Твое письмо открыло мне глаза на еще одну сторону твоей личности. Ты не только прекрасна и умна, но и очень проницательна. Этого я в тебе не угадал, и поверь, мне стыдно. Как профессионал я не имел права позволить себе такой просчет; более того, помню, я не раз хвастал перед тобой своей способностью разгадывать и правильно оценивать людей. По правилам той игры, в которую я вызвался играть, мне просто положено читать в людских душах, раскрывать их с первого взгляда и делать это безошибочно, поскольку плата за ошибку — жизнь. И вот выясняется, что в человеке, о котором я думаю беспрестанно, я так и не разобрался до конца.
То, как ты расшифровала мою личность, имея под рукой одну лишь фотографию, — поражает. Прими мои поздравления, дорогая. Кое-что из того, что ты поняла, я предпочел бы скрыть от тебя; сейчас это сделать уже невозможно. Перед тобой был некий текст, требовавший расшифровки. И ты отлично справилась с задачей. К счастью (моему), ты не пошла дальше по пути всеобъемлющих (и опасных) выводов.
Я рад, что прошлое мое лицо тебе понравилось. Я уже начинаю опасаться, достаточно ли поработали надо мною врачи, чтобы уберечь от твоего проницательного взгляда. Будь ты чуть-чуть более тренированной, мои опасения переросли бы в тревогу. И знаешь, что пришло мне в голову (но это всего лишь шутка)? Если бы мы с тобой объединили свои способности (ну, хотя бы в деле международного шпионажа), из нас получилась бы пара, способная войти в историю разведки. Еще раз говорю, это всего лишь шутка, и, может быть, не из самых удачных.
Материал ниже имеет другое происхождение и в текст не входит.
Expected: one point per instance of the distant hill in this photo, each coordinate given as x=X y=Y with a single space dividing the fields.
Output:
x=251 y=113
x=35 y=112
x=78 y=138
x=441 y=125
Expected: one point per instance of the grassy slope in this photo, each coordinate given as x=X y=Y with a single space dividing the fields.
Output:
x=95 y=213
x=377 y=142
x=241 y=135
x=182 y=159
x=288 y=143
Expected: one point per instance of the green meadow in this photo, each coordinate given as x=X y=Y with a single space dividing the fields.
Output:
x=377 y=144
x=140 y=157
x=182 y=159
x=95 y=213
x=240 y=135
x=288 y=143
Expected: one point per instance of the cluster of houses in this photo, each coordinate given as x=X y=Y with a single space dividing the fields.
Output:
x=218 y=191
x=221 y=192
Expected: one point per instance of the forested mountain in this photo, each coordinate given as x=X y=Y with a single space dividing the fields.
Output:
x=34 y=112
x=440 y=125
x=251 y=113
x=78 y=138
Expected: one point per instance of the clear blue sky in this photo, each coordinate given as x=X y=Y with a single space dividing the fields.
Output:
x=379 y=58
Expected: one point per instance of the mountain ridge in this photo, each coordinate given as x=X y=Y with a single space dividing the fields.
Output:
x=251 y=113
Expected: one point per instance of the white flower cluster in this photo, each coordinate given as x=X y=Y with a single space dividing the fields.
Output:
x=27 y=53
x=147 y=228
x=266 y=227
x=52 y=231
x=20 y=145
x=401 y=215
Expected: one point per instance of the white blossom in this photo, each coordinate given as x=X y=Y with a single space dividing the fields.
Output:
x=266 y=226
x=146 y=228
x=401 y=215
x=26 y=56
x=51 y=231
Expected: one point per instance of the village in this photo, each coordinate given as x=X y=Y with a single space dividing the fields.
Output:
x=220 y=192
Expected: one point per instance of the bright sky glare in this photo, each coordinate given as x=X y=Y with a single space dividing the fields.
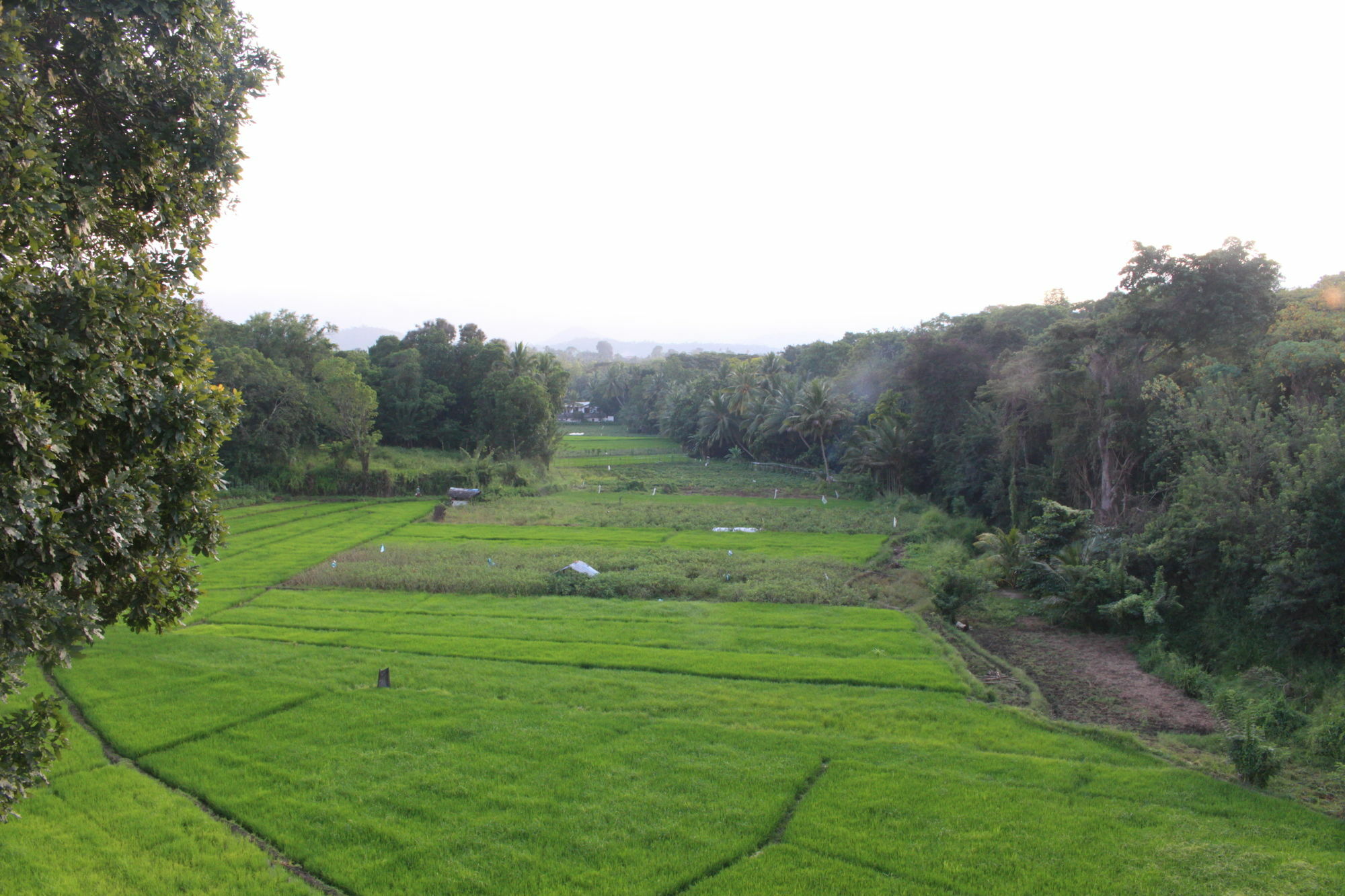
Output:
x=767 y=173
Tea, любовь моя. Лишь тебе могу я признаться: в последнее время моя профессия требует от меня все чаще того, чего я уже выполнить не в силах. Ибо и для самых выносливых существует некий предел. Но если бы я поддался своей, так естественно объясняемой слабости (любви к тебе, Tea), я оказался бы недостоин тебя. Ты писала мне как-то, что не выдержала бы разочарования во мне. Вот и ответ. Мы — то, что мы есть. Это и является основой нашей любви.